Der erste Friedensvertrag

Da ist zum einen die ursprünglich vereinbarte Sondergerichtsbarkeit, die eine vom kolumbianischen Staat unabhängige Rechtsprechung vorsah, an der schwerpunktmässig internationale Richter mitwirken sollten um an Menschenrechtsverbrechen beteiligte Guerillas zu verurteilen. Diese Regelung nahm zur Kenntnis, dass der Staat kein neutraler, sondern höchst parteiischer Akteur im bewaffneten Konflikt war und daher auch aus einer bürgerlichen Perspektive kein „neutraler“ Rahmen zur Verhandlung der Menschenrechts-Vergehen der Guerilla darstellt. Eine solche unabhängige Gerichtsbarkeit ist natürlich nicht im Sinne der radikalen Rechten, die die Guerilla maximal bestraft sehen will, während ihr Hauptexponent Alvaro Uribe während seiner Präsidentschaft nahezu alle faschistischen Paramilitärs unter Strafimmunität gestellt hatte.

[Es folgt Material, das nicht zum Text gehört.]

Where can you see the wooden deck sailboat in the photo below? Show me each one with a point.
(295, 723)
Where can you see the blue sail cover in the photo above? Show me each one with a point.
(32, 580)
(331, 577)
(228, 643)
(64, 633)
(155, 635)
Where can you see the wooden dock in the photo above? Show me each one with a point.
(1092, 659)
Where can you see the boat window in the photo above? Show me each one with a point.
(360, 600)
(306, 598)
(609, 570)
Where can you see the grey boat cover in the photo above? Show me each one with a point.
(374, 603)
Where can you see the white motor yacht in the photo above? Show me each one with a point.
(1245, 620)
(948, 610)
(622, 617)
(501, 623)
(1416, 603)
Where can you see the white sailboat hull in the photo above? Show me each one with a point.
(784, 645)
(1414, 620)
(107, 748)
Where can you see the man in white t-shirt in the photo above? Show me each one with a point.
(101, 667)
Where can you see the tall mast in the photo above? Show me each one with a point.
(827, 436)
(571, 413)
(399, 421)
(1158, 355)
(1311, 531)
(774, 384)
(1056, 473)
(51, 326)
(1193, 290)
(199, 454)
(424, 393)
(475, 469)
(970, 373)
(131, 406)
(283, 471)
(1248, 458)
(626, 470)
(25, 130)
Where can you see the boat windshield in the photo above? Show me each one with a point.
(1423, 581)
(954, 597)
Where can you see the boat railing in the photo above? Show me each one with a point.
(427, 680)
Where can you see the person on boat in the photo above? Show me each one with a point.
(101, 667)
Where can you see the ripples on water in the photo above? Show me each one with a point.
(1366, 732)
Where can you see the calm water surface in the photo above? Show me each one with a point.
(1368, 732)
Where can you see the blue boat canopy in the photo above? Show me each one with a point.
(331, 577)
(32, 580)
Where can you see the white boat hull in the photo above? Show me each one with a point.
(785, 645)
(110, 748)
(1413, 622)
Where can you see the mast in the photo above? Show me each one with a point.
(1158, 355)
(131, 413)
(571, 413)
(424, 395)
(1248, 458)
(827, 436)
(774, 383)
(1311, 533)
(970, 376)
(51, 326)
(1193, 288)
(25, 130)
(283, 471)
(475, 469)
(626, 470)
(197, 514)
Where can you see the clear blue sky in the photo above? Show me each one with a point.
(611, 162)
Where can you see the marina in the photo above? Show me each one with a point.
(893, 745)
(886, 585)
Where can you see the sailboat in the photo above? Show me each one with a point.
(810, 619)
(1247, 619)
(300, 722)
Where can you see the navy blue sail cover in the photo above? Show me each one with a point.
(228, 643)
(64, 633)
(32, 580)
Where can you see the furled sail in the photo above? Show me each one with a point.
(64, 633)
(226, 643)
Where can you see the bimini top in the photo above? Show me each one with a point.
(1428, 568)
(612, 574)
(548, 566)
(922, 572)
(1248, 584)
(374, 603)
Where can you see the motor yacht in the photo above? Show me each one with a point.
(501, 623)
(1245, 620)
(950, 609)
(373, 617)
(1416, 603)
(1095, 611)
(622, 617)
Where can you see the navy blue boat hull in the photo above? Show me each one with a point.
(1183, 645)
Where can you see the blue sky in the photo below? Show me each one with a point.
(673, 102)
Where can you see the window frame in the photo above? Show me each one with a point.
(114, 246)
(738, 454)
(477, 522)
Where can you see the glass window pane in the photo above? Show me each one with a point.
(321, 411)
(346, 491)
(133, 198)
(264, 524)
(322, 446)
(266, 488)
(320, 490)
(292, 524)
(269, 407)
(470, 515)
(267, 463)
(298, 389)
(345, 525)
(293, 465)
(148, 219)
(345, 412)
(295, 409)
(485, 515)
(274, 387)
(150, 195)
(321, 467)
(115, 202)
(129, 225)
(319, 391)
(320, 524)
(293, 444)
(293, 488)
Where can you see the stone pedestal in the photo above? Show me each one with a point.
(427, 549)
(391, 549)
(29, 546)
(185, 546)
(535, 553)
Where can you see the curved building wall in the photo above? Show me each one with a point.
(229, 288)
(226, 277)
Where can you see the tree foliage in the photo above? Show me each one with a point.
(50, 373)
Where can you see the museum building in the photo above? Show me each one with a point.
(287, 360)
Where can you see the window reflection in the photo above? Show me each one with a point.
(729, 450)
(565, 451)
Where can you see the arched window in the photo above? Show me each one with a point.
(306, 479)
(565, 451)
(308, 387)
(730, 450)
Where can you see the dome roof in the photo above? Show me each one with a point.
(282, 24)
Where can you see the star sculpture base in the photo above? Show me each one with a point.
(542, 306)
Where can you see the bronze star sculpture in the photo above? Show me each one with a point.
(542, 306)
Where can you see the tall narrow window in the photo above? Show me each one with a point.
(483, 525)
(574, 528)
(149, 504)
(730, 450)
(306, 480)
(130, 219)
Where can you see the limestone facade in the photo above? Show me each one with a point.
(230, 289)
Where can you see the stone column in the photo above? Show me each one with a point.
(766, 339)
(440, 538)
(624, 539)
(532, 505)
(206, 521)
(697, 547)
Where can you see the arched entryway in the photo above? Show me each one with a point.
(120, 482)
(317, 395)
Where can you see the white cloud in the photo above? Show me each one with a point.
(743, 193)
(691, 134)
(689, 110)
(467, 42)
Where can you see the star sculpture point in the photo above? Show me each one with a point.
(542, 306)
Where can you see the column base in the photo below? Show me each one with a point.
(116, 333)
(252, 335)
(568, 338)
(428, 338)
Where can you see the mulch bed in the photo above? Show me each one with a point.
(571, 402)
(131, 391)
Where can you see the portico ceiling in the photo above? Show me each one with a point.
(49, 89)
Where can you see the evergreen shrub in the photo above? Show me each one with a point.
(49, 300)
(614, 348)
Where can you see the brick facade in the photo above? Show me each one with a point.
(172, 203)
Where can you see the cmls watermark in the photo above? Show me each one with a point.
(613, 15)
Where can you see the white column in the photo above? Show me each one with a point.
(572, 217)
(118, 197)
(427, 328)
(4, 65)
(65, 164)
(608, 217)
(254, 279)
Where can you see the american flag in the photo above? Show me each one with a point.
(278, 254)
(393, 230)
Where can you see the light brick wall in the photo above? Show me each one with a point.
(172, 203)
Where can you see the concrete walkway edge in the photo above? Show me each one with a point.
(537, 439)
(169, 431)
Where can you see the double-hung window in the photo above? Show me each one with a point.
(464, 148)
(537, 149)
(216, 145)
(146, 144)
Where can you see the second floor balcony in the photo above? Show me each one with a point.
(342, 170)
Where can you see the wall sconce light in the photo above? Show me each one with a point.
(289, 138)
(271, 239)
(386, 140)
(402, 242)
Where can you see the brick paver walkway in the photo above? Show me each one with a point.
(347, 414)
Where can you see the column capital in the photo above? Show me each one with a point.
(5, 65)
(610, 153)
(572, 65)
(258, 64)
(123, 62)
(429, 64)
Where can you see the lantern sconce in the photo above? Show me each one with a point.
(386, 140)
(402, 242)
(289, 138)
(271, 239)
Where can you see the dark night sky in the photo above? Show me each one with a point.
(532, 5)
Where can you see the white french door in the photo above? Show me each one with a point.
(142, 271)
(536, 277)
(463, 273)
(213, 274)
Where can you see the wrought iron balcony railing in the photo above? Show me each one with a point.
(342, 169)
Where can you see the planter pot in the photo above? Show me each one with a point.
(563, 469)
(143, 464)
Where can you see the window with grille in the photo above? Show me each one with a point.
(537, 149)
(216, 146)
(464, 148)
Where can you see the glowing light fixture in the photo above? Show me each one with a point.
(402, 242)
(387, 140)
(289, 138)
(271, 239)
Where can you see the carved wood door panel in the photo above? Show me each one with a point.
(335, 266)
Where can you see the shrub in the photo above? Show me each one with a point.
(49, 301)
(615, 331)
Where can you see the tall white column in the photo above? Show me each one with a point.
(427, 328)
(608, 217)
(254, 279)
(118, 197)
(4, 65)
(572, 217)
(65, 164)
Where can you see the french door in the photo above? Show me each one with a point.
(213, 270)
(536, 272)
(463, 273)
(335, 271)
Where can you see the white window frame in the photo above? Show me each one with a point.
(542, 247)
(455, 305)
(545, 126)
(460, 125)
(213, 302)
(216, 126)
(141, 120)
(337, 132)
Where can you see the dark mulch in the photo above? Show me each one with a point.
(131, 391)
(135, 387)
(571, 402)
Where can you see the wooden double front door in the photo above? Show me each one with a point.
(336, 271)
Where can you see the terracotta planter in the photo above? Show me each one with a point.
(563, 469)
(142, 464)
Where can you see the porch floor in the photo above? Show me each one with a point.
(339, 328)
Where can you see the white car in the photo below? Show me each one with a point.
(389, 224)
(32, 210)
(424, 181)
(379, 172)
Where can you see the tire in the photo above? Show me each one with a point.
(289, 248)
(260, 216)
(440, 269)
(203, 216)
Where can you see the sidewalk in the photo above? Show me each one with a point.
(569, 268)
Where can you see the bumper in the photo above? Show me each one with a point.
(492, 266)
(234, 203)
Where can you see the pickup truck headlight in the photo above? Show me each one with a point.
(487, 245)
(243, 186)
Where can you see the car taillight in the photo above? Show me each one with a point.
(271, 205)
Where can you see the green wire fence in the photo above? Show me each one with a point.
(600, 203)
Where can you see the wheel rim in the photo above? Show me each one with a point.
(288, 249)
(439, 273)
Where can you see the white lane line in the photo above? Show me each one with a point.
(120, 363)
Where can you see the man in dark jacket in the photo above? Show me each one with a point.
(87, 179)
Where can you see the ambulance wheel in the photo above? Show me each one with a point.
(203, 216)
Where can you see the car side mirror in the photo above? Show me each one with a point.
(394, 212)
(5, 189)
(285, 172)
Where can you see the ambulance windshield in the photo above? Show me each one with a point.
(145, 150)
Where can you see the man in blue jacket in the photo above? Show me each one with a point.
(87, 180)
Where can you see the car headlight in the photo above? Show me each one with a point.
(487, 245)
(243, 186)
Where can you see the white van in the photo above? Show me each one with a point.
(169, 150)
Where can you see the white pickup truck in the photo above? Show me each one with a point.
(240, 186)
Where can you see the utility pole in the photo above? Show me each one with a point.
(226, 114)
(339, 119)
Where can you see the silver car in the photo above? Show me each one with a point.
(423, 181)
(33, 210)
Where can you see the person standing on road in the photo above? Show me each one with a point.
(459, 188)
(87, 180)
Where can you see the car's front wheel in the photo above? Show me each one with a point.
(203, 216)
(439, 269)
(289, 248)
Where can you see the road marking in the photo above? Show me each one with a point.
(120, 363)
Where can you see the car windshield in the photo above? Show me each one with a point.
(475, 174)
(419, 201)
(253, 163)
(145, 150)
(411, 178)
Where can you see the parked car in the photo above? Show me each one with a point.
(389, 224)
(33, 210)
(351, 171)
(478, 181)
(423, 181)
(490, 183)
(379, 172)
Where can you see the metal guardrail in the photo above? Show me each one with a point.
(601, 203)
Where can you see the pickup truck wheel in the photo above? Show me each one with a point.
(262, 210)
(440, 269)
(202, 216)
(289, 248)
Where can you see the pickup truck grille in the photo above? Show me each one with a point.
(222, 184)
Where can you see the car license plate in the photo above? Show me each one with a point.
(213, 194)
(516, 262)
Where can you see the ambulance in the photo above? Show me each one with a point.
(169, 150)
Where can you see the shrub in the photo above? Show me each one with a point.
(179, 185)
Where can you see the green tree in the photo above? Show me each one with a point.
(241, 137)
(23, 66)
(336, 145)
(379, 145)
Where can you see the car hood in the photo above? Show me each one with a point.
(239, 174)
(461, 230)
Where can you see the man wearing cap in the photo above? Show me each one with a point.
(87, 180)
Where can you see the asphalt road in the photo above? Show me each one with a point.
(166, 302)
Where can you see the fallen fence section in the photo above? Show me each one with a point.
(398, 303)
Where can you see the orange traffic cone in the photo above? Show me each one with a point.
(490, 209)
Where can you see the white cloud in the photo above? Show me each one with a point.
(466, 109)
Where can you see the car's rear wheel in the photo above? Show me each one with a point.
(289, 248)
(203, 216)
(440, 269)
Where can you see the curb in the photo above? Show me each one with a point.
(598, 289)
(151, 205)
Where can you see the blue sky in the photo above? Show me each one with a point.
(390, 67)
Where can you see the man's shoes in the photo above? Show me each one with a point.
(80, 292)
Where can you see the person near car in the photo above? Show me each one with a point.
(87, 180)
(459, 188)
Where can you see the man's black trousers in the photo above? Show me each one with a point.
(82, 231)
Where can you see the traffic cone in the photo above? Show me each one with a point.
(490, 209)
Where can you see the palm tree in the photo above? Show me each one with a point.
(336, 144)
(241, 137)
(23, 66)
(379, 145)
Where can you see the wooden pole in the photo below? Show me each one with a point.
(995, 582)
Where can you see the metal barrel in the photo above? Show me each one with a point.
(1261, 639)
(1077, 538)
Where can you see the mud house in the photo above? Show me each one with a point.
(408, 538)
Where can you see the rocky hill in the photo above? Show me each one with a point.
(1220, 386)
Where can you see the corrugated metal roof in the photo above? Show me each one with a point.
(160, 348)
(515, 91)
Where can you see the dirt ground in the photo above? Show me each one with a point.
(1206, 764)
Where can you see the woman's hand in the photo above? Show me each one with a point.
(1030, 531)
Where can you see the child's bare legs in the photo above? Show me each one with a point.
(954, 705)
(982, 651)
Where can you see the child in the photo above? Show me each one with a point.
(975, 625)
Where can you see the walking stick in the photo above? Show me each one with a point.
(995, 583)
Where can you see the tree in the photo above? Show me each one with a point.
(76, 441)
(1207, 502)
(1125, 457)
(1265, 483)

Zum anderen gibt es auch bzgl. der für die Guerilla zentrale Landfrage und der zukünftigen politischen Repräsentation der Guerilla einen kaum überbrückbaren Dissens. Die Friedensverträge sahen hier eine sozial nachhaltige Entwicklung des Lebensstandards der armen Landbevölkerung vor. Die vormals von Paramilitärs Vertriebenen sollten über einen Landfond von zur Disposition gestelltem Grund und Boden das Recht auf Entschädigung erhalten. Das läuft direkt den Interessen der Grossgrundbesitzer zuwider, die sich ebenjenen Grund und Boden widerrechtlich mittels Vertreibungen angeeignet hatten und diese Regelung nicht zu Unrecht als Enteignungsmöglichkeit begreifen.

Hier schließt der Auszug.